Of course an average can be considered to be a model. When you create a simplified representation of a phenomenon by picking out what you consider to be its salient features, while discarding what you consider irrelevant, in order to reason about it, you are using a model.

[–]counters 0 points1 point ago

Of course an average can be considered to be a model. When you create a simplified representation of a phenomenon by picking out what you consider to be its salient features, while discarding what you consider irrelevant, in order to reason about it, you are using a model.

You haven't described a model. We're not even arguing semantics here - we're arguing fundamental, basic understanding of what sort of conceptual frameworks are used by scientists to study the physical world. Can you produce any textbook or authoritative reference which backs up your assertion that an average is a "model"?

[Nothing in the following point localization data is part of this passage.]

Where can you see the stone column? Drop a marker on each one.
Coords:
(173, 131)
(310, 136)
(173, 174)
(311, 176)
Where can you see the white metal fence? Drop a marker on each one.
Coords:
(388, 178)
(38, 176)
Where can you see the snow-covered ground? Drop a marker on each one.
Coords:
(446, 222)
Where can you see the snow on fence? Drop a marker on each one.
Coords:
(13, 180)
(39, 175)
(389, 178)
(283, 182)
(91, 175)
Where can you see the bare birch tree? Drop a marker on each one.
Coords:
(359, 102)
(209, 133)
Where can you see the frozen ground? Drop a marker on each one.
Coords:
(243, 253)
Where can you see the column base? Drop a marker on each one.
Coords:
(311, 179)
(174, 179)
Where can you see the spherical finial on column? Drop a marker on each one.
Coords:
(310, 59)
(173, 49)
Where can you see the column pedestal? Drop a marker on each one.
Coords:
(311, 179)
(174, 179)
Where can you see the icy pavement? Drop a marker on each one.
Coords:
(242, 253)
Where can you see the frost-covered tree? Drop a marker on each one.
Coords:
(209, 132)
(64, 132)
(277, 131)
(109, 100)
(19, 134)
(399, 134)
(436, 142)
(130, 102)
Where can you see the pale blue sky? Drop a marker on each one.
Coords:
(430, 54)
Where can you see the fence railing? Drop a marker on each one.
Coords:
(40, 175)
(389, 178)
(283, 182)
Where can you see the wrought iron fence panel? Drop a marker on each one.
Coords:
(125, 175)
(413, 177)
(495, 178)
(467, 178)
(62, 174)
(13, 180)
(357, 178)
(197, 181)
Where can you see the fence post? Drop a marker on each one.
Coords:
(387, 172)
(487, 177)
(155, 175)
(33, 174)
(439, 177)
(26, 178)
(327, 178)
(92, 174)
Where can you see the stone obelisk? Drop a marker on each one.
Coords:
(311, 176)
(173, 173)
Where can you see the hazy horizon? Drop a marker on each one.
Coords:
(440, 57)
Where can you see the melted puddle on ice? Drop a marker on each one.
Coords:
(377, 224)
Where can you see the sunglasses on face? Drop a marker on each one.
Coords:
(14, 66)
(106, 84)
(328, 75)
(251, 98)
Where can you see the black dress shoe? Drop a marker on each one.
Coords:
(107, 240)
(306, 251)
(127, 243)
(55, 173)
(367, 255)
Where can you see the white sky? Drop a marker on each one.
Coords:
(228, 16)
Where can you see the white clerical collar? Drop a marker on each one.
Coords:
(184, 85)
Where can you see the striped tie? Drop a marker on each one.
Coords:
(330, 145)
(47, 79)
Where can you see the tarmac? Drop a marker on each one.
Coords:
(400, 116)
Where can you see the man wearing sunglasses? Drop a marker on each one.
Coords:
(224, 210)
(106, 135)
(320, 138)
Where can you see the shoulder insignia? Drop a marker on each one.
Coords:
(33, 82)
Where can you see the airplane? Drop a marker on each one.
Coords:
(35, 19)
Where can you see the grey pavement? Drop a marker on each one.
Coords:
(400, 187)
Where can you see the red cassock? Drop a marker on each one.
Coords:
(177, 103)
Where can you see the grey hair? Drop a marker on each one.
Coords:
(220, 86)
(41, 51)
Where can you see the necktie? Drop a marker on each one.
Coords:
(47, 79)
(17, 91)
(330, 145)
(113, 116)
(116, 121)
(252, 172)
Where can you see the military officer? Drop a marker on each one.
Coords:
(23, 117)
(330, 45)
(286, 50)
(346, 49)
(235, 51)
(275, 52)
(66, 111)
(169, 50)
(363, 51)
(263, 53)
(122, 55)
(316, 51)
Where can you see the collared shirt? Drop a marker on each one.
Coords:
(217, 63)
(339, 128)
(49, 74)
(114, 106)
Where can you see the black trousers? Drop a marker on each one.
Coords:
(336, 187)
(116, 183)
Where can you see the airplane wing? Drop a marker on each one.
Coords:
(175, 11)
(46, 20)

[–]Seele 3 points4 points ago

An average fits the criteria I outlined above. Do you dispute that? Do you dispute the criteria?

[–]madmanoflamancha -3 points-2 points ago

An average fits the criteria I outlined above.

It really doesn't. An average is a measure, not a model. It is not a "simplified representation of a phenomenon." If you believe this, then explain what phenomenon it is a simplified representation of?

[–]Seele 4 points5 points ago

An average is a proxy for a data set, chosen on the grounds that it represents (or models) the data set well enough to reason about it.

[–]madmanoflamancha -2 points-1 points ago

Following your definition, the number "5" qualifies a model...kinda defeats the point Briggs is trying to make.

[–]yoashby 1 point2 points ago

so you're saying you wear panties?

[–]counters 3 points4 points ago

What, and you don't?

[–]yoashby 1 point2 points ago

HA, well done. Was expecting angry tirade. We're getting somehwhere here.

[–]counters 1 point2 points ago

What, you think I'm "angry?" Do you have any idea how hilarious some of the posters/trolls in this forum are? Methinks you project too much.

[–]yoashby 1 point2 points ago

nah i said i was expecting an angry rant. me thinks we all get our backs up a bit too much in here. refreshing exchange this time.

[–]hammiesink -5 points-4 points ago

But Greg Laden is funded by the IPCC and the UN. Of course he would say that.